United States v. Wagner

MEMORANDUM **

Federal prisoner John Allen Wagner appeals pro se his conviction and 210 month sentence for seven counts of bank robbery, in violation of 18 U.S.C. § 2113(a). We have jurisdiction pursuant to 28 U.S.C. § 1291, and affirm.

Wagner first contends the FDIC certificates of insurance were erroneously admitted at trial. Because Wagner did not timely object to their admission, we review for plain error. See United States v. Pino-Noriega, 189 F.3d 1089, 1097 (9th Cir.), cert. denied, 528 U.S. 989, 120 S.Ct. 453, 145 L.Ed.2d 369 (1999). Wagner’s contention is without merit because the certificates fall outside the definition of hearsay. See United States v. Bellucci, 995 F.2d 157, 160-61 (9th Cir.1993); see also United States v. Alexander, 48 F.3d 1477, 1486-87 (9th Cir.1995) (upholding admission of FDIC certificates under Fed. R.Evid. 803(24)); United States v. Chapel, 41 F.3d 1338, 1340-41 (9th Cir.1994) (upholding admission under Fed.R.Evid. 803(10)).

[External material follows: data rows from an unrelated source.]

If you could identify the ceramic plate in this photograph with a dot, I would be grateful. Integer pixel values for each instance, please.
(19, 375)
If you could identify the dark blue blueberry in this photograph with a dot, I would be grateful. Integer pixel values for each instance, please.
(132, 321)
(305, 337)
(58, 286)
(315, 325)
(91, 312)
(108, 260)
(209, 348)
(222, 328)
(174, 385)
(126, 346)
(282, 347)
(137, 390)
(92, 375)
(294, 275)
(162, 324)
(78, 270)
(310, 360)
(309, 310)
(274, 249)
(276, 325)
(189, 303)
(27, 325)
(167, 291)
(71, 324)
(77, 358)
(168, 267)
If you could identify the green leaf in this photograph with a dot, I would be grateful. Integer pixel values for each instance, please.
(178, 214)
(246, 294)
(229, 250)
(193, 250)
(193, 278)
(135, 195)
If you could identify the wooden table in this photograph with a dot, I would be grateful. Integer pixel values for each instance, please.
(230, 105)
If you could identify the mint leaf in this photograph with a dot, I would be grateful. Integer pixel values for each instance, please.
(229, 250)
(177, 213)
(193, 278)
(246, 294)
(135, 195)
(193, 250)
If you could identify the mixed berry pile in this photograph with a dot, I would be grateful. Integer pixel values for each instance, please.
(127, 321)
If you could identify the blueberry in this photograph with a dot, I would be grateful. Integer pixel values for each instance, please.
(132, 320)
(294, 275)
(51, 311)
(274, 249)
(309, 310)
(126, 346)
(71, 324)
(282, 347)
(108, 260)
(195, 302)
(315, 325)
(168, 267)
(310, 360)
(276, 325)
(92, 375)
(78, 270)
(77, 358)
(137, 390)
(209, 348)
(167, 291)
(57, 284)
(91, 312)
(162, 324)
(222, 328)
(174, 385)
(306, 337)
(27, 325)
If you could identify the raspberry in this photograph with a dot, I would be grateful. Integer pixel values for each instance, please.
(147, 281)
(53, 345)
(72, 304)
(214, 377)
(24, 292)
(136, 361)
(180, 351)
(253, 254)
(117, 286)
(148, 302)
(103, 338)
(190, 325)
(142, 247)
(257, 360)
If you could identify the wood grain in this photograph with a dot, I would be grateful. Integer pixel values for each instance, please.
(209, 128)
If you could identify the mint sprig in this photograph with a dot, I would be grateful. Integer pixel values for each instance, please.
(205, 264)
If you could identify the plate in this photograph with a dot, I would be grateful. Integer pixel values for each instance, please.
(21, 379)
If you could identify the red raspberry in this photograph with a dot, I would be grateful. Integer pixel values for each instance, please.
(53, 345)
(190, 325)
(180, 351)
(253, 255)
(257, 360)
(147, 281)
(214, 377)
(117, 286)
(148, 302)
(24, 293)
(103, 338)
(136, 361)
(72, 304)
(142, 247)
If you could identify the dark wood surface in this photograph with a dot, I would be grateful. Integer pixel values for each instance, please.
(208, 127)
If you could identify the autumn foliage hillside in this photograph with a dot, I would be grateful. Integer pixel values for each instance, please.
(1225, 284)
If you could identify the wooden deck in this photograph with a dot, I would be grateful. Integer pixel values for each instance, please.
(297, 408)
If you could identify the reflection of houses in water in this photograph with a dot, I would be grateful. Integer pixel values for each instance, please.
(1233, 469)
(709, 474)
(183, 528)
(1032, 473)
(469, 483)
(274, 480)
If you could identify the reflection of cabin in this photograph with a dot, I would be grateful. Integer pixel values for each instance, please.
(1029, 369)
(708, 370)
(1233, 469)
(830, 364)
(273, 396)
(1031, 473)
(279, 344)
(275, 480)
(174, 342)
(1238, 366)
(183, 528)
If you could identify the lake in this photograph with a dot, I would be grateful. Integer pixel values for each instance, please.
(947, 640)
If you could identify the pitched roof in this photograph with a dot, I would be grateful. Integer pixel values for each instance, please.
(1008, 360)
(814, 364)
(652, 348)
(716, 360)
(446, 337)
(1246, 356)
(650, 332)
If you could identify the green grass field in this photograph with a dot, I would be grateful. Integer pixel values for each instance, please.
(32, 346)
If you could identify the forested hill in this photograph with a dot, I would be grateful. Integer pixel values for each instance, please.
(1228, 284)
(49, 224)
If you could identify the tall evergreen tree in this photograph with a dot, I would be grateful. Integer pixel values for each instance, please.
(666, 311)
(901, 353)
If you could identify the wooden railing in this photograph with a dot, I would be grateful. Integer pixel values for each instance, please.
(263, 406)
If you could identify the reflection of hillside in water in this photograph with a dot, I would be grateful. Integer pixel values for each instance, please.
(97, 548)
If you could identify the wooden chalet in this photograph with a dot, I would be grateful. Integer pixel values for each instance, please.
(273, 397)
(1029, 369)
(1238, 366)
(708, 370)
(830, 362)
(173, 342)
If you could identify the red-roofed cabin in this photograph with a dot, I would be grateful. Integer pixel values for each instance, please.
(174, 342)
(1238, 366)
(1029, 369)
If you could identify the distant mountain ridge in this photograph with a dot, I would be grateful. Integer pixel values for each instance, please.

Despite Wagner’s arguments to the contrary, the FDIC’s records were properly authenticated and satisfied the best-evidence rule.1 See 12 U.S.C. § 1820(f); Fed.R.Evid. 902(1), 1005.

Wagner next contends the evidence presented was insufficient to prove that the banks were federally insured. A conviction will be reversed for insufficient evidence only if, after reviewing the evidence in the light most favorable to the prosecution, no rational trier of fact could have found an essential element beyond a reasonable doubt. See United States v. Gil 58 F.3d 1414, 1423 (9th Cir.1995). Because we have concluded that the FDIC’s records were properly admitted, Wagner’s contention is without merit. See Chapel, 41 F.3d at 1341.

Wagner also contends the government impermissibly vouched for the veracity of its witnesses. We review whether the government improperly vouched for the credibility of witnesses for plain error. *544See United States v. Daas, 198 F.3d 1167, 1174 (9th Cir.1999), cert. denied, 531 U.S. 999, 121 S.Ct. 498, 148 L.Ed.2d 468 (2000). Wagner’s contention is without merit because the record does not show that the government placed its prestige behind any witnesses. See United States v. Sarkisian, 197 F.3d 966, 989-90 (9th Cir.1999), cert. denied, 530 U.S. 1220, 120 S.Ct. 2230, 147 L.Ed.2d 260 (2000).

Wagner further contends his sentence violated Apprendi v. New Jersey, 530 U.S. 466, 120 S.Ct. 2348, 147 L.Ed.2d 435 (2000). Because Wagner did not object at sentencing, we review for plain error. See United States v. Nordby, 225 F.3d 1053, 1059-60 (9th Cir.2000). Wagner’s contention is without merit because his 210 month sentence is less than the twenty year maximum provided in 18 U.S.C. § 2113(a); as such, Apprendi is not implicated. See United States v. Egge, 223 F.3d 1128, 1131 n. 1 (9th Cir.2000); see also United States v. Pacheco-Zepeda, 234 F.3d 411 (9th Cir.2000) (concluding Apprendi did not overrule Almendarez-Torres v. United States, 523 U.S. 224, 118 S.Ct. 1219, 140 L.Ed.2d 350 (1998)), cert. denied, — U.S.-, 121 S.Ct. 1503, 149 L.Ed.2d 388 (2001). In addition, the district court properly sentenced Wagner to supervised release and ordered him to pay restitution. See 18 U.S.C. §§ 3663A, 3583(b)(2).

Finally, Wagner, for the first time in his reply brief, contends he is entitled to a hearing on whether his prior burglary conviction qualifies as a predicate conviction for sentence-enhancement purposes. See Taylor v. United States, 495 U.S. 575, 110 S.Ct. 2143, 109 L.Ed.2d 607 (1990). We decline to address this contention because “[i]ssues not ‘specifically and distinctly raised and argued’ in the opening brief need not be considered by the court.” United States v. Montoya, 45 F.3d 1286, 1300 (9th Cir.1995).

AFFIRMED.

This disposition is not appropriate for publication and may not be cited to or by the courts of this circuit except as may be provided by 9th Cir. R. 36-3.

. Wagner requests this court to take judicial notice of the FDIC’s manual for processing requests for certification. While the existence of the manual may be judicially noticed, the legal conclusions Wagner infers from it are inappropriate for judicial notice because they include disputed facts. See Fed.R.Evid. 201(b).